Refactor avx512f - Githubissues

rust-lang / stdarch

Rust's standard library vendor-specific APIs and run-time feature detection

https://doc.rust-lang.org/stable/core/arch/

Apache License 2.0

601 stars 267 forks source link

Refactor avx512f #1597

Closed TDecking closed 3 months ago

TDecking commented 3 months ago

Fused multiply-add functions have been reworked and can now be used by miri.
Square root functions have been reworked and can now be used by miri.
The definitions of some functions with explicit rounding have been simplified.
Some functions now correctly use _MM_FROUND_CUR_DIRECTION.
Some integer functions have been reworked and can now be used by miri.
Some missing intrinsics were added.
Masked integer comparisons now properly use the mask registers.
Some documentation issues were fixed.

rustbot commented 3 months ago

r? @Amanieu

rustbot has assigned @Amanieu. They will have a look at your PR within the next two weeks and either review your PR or reassign to another reviewer.

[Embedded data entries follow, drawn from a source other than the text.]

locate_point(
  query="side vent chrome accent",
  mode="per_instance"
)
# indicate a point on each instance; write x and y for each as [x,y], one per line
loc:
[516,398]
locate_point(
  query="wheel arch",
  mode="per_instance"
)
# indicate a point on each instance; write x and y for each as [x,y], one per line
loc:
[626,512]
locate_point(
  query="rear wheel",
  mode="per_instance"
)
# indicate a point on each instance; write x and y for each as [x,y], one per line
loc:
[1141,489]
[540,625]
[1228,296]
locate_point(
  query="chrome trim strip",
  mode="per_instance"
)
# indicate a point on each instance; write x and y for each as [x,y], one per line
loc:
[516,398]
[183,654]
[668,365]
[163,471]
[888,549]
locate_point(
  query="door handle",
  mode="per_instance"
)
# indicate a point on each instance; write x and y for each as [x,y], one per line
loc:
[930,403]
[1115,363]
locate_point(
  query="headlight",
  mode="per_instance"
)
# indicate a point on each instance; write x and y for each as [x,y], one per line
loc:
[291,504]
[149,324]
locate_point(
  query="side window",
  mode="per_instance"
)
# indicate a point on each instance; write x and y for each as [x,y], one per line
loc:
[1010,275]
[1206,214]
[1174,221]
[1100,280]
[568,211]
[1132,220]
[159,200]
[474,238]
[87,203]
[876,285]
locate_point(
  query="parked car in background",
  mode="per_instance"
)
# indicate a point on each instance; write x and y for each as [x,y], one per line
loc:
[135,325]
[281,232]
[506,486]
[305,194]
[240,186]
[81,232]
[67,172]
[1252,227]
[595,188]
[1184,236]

Use r? to explicitly pick a reviewer

TDecking commented 3 months ago

@sayantn Do you mind if I open this? There is a bit of an overlap between this PR and yours, but some things in this PR is not present in your work.

sayantn commented 3 months ago

So the only overlap is fma intrinsics and masked loads? I have no problem with you implementing the fma (honestly I didn't know about the simd_fma intrinsic. But I think right now you should not do the masked load/stores. simd_masked_load aligns with only the element's alignment, so it will never generate the aligned load instructions. See rust-lang/rust#126919. Also, typically in stdarch it is preferred to link with llvm and use the simd intrinsics using the core::simd types instead of the __m128i etc. I will remove the fma enhancements from my PR, it will remain draft for some time.

TDecking commented 3 months ago

@sayantn I've removed the masked load changes on my end. Our PRs should now be orthogonal to each other.

sayantn commented 3 months ago

Yes I will modify my PR in a while. I will also implement the missing reduce-max etc intrinsics and fix the _mm_cvtt intrinsics (they currently generate vcvt instructions, not cvtt)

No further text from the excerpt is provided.